DVD DRM copy protection can still be broken The MPAA (Motion Picture Association of America) is losing the DRM (digital rights management) war.  It would like you to believe that DVD media is fool-proof and cannot be copied.  Only it can.  Based upon all the bittorrents and ripped copies of movies that can be found online but its also possible to rip them yourself.

DVD boxes made today say something to the effect of “copy proof” or “copy protected” or something like that.  Maybe this is done to keep people from trying.  Whatever is being used, doesn’t work very well.

There are a number of software packages out there (some free, some not) that can be used to rip the files off the DVD and burn them directly to a DVD format of your choice.  Sometimes a paid package has to be combined with a freeware package to make the files come out correctly.

One famous package that offered direct-to-DVD copying was DVDXCOPY made by 321 Studios.  It was in business for a couple years before it was finally forced to shut down due to lawsuits from several movie studios.  The software it made, however, was excellent and easy to use.  DVDXCOPY software can no longer be purchased and existing installations have been invalidated.

Copying DVDs today isn’t as easy as that.  A utility to copy the DVD files to your hard drive will be necessary as well as a utility that can burn files to a DVD.  The DVD files may have to be compressed as well to fit on a single layer DVDR/RW disc but not for a dual layer disc.

Just to see if it worked, I tested the easiest of several methods on a Region 1 DVD and it went off without a hitch.  This was a recent movie which claimed to have “copy protection” on it.  The software I used, didn’t seem to care or was able to easily break the encryption and create the decrypted files necessary for burning.

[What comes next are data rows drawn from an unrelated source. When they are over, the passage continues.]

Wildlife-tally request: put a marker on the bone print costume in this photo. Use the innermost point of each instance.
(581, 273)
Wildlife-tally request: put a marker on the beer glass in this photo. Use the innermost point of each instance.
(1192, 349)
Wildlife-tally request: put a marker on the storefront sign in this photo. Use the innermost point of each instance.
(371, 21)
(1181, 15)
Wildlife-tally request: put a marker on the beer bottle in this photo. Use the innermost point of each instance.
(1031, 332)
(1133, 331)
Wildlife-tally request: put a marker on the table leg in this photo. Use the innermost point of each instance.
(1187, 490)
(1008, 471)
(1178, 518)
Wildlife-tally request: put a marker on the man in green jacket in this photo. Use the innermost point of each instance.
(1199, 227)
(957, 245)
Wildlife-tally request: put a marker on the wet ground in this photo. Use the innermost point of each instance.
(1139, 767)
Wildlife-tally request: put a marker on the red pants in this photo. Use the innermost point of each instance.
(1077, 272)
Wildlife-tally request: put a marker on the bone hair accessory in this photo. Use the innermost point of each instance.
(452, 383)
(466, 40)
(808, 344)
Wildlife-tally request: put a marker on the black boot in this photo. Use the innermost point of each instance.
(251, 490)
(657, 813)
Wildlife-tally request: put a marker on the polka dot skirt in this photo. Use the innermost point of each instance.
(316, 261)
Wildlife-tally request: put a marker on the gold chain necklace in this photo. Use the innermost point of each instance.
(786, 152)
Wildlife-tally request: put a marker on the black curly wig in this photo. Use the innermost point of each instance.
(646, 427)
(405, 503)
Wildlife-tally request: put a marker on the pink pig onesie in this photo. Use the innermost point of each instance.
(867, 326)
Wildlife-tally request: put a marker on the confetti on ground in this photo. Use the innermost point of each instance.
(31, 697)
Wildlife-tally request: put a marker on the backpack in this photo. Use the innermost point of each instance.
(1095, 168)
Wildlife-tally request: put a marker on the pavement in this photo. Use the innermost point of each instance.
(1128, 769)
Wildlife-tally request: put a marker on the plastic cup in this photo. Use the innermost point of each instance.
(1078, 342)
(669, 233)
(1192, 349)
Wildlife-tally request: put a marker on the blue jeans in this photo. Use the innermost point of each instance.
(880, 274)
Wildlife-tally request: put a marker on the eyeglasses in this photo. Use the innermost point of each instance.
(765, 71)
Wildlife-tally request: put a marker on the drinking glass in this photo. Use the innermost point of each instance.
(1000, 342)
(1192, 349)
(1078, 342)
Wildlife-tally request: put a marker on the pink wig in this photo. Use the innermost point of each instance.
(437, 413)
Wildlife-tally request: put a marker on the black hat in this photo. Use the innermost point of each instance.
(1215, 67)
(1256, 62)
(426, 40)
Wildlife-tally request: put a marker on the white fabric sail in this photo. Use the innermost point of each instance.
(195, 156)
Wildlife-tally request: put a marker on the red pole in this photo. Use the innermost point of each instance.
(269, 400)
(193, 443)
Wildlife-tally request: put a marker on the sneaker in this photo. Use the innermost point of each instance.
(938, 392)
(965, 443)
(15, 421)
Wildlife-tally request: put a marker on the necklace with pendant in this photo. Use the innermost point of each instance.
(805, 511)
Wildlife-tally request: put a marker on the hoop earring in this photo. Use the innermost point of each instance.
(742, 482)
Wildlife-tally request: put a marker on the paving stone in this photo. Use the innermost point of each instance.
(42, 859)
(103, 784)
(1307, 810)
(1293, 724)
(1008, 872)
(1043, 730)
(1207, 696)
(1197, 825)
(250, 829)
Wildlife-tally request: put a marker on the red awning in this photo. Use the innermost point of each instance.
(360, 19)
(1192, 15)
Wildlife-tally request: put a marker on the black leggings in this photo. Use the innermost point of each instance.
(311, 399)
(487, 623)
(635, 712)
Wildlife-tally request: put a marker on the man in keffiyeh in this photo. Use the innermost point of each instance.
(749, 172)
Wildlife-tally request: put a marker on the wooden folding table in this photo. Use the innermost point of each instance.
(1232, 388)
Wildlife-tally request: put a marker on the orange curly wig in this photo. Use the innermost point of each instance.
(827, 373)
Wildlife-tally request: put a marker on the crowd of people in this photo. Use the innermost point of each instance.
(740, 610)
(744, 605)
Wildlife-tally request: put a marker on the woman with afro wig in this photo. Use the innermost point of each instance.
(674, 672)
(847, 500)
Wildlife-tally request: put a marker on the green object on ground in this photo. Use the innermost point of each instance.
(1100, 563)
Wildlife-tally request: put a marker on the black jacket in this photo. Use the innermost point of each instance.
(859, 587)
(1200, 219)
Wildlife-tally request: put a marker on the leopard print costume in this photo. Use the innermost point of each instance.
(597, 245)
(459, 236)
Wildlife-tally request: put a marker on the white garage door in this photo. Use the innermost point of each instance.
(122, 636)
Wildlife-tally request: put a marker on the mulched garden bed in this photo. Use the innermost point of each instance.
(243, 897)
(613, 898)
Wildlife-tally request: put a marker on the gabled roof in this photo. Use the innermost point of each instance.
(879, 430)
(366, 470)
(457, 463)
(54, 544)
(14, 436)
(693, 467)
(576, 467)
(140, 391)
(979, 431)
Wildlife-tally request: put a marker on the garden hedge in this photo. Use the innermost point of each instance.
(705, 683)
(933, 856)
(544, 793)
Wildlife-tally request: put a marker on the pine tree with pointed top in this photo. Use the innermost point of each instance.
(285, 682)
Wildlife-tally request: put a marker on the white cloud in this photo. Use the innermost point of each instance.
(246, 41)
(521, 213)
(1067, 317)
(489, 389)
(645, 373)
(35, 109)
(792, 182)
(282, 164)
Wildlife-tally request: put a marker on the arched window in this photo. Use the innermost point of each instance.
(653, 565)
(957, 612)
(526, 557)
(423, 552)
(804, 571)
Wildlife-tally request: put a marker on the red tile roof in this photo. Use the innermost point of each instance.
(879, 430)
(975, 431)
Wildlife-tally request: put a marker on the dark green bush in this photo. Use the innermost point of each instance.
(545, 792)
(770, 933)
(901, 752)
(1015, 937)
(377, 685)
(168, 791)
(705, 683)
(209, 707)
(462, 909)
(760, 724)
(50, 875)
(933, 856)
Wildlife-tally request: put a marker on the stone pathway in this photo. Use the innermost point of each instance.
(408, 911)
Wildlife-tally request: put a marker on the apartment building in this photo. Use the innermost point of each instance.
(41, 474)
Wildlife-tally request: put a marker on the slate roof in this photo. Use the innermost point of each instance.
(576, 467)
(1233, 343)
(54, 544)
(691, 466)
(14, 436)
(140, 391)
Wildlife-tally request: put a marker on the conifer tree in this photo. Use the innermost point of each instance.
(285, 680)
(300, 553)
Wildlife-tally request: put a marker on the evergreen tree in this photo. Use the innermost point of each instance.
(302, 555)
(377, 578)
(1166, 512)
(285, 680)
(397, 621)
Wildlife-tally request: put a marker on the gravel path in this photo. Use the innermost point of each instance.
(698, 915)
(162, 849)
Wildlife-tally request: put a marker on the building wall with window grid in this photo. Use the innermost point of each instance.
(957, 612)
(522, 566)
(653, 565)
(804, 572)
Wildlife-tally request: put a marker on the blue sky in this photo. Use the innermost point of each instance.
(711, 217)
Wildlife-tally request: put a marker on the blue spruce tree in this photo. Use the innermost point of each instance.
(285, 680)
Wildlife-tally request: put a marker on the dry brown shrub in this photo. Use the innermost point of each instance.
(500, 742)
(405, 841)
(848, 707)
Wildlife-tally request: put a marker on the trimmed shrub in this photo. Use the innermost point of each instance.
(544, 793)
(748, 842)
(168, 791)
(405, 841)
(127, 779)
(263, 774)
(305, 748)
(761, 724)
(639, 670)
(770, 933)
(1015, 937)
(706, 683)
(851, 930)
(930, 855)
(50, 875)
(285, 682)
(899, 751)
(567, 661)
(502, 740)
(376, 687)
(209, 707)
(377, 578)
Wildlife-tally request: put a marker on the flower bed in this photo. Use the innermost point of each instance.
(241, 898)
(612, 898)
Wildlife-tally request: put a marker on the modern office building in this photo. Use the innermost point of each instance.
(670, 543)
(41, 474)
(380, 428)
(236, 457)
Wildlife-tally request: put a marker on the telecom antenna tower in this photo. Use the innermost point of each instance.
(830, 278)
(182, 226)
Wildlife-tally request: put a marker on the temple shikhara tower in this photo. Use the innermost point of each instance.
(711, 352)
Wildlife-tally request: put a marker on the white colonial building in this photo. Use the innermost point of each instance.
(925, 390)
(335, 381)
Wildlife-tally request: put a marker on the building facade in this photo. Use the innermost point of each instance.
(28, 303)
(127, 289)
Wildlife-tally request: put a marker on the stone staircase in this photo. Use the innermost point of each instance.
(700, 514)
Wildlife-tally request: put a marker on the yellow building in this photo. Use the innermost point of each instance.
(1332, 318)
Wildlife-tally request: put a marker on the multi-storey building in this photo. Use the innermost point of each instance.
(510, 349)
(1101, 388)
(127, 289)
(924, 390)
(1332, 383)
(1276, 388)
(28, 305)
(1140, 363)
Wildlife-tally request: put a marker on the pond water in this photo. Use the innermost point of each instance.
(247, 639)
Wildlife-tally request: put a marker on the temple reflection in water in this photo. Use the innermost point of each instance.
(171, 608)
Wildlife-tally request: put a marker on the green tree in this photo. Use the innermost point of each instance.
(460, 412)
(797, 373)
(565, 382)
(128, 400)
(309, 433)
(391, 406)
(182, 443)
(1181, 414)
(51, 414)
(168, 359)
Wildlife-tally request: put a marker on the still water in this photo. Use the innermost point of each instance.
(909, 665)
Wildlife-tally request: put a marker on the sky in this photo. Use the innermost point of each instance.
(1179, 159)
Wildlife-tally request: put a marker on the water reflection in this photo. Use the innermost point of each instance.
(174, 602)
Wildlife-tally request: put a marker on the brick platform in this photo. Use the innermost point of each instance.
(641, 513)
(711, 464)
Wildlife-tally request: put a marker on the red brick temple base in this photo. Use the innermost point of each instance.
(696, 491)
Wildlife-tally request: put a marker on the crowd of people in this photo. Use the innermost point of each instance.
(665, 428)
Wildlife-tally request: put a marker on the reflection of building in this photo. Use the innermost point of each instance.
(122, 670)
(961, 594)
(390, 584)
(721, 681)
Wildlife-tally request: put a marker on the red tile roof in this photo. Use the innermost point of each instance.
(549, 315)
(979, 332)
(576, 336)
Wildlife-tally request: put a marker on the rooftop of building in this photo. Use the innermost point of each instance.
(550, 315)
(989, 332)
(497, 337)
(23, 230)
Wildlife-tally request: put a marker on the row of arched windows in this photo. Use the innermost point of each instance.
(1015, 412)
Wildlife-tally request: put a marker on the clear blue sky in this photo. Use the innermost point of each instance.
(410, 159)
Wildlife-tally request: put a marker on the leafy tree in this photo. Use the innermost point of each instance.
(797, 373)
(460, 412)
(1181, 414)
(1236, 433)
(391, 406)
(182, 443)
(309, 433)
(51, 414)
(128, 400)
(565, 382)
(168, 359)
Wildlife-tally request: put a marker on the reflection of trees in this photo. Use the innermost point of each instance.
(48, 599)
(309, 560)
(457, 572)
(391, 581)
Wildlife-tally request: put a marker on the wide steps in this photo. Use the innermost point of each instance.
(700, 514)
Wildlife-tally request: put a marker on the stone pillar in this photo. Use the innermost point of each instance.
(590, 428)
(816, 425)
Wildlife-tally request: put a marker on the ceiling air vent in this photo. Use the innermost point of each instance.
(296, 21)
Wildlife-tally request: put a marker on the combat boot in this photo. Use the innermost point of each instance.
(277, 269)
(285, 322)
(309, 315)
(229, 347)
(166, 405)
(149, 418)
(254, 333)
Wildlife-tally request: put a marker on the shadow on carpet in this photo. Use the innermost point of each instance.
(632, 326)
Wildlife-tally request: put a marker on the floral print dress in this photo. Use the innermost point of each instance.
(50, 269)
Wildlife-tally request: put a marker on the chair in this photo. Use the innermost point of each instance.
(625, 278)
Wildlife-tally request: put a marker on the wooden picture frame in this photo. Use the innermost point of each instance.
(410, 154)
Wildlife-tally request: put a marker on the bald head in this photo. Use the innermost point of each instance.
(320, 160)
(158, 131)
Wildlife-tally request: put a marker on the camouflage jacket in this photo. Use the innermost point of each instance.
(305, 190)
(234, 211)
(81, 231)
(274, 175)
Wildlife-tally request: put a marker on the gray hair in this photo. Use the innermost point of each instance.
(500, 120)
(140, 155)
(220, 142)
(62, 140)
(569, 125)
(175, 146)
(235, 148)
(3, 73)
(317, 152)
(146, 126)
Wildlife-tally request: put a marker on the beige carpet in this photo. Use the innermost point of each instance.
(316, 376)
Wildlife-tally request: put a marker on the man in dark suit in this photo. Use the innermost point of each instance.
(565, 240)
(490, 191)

I doubt very much that this same method would work for Blu-Ray or HD-DVD media but I’m sure the shady types that created the method I used are sitting somewhere in a basement working on it.

DVDs can still be copied and burned despite whatever “copy protection” may be included on the disc.  As for the utilities to do so, you’re on your own.  Remember that copying DVDs for any reason is illegal and comes with several unpleasant options which can include, fines, jail time or both.